On the other hand, the game succumbs to some old habits once the third disk does in. The story begins to take a turn that isn’t terrible, but it gets more complicated without adding any interest and the “will they or won’t they” nature of Zidane and Dagger’s relationship begins to wear thin. I still have a blast playing through from beginning to end but the first half of the game is definitely the more enojyable as far as story goes.
However, the gameplay more than makes up for that. I love the Materia system in VII, but after a bit all of your characters become interchangable, with only the Limit Breaks to set them apart. I eventually got to the point where I was more focused on learning spells than progressing the story. (Again, it’s best not to mention the battle system for VIII.) IX gives us a nice, turn based system where characters learn spells and techniques by equipping items. Say, for instance, an accessory gives you the “Antibody” technique that negates Poison. That technique is yours for as long as you have that item equipped. After so many battles, it’s yours permanently and you can move on. Some techniques can be learned by all, but some can only be acquired by certain characters, such as Vivi learning the Black Magic spells or Dagger and Eiko learning White Magic and Summons, called Eidolons. It may sound limiting at first, but I found it nice to be able to pump your characters up by grinding, but no matter how strong you become strategy is still a factor as not everyone can learn the same stuff.

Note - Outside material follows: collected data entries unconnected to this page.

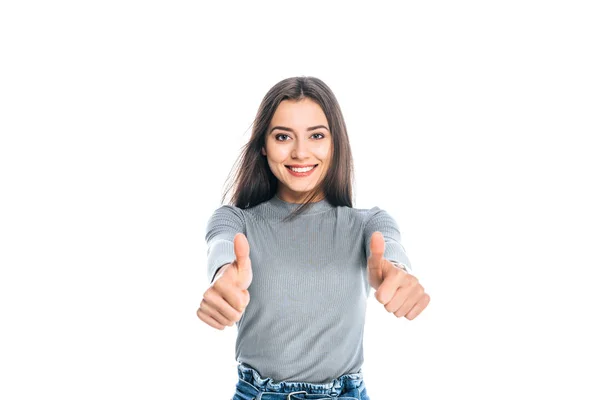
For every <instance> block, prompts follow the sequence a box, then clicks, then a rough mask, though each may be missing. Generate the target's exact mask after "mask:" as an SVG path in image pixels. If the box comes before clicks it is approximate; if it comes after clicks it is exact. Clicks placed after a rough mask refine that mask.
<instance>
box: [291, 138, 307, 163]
mask: <svg viewBox="0 0 600 400" xmlns="http://www.w3.org/2000/svg"><path fill="white" fill-rule="evenodd" d="M307 156H308V146H307V144H306V143H304V142H303V141H302V140H296V143H295V145H294V148H293V149H292V158H300V159H302V158H306V157H307Z"/></svg>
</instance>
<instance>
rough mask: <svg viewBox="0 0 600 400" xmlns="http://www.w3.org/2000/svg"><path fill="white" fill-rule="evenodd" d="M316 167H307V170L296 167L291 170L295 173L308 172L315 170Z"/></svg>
mask: <svg viewBox="0 0 600 400" xmlns="http://www.w3.org/2000/svg"><path fill="white" fill-rule="evenodd" d="M314 167H315V166H314V165H313V166H312V167H305V168H294V167H290V169H291V170H292V171H294V172H308V171H310V170H311V169H313V168H314Z"/></svg>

Some other factors fall short, like the Chocobo Hot N’ Cold minigame that powers up your Chocobo to the point where he can go anywhere, but only after hours of aimless digging. While I love the more colorful and positive nature of the game, I’d be lying if I said it didn’t seem cartoony at times, especially the character designs. However, none of this is enough to bring the game down. The renewed simplicity of the story, characters and gameplay suck you in right away, not to mention Nobuo Uematsu’s incredible soundtrack. Every song stands out and amplifies the atmosphere with a subtle precision. (Fun fact: Uematsu has gone on record as saying FFIX is his personal favorite FF soundtrack.)
IX feels just like an FF game should, but does so without rehashing the past. I could go on about it for hours, but, bottom line, I’m glad I didn’t listen to all the naysayers who never came back to this title after their initial attempt. If every RPG strove to be like Final Fantasy IX, they’d all turn out great.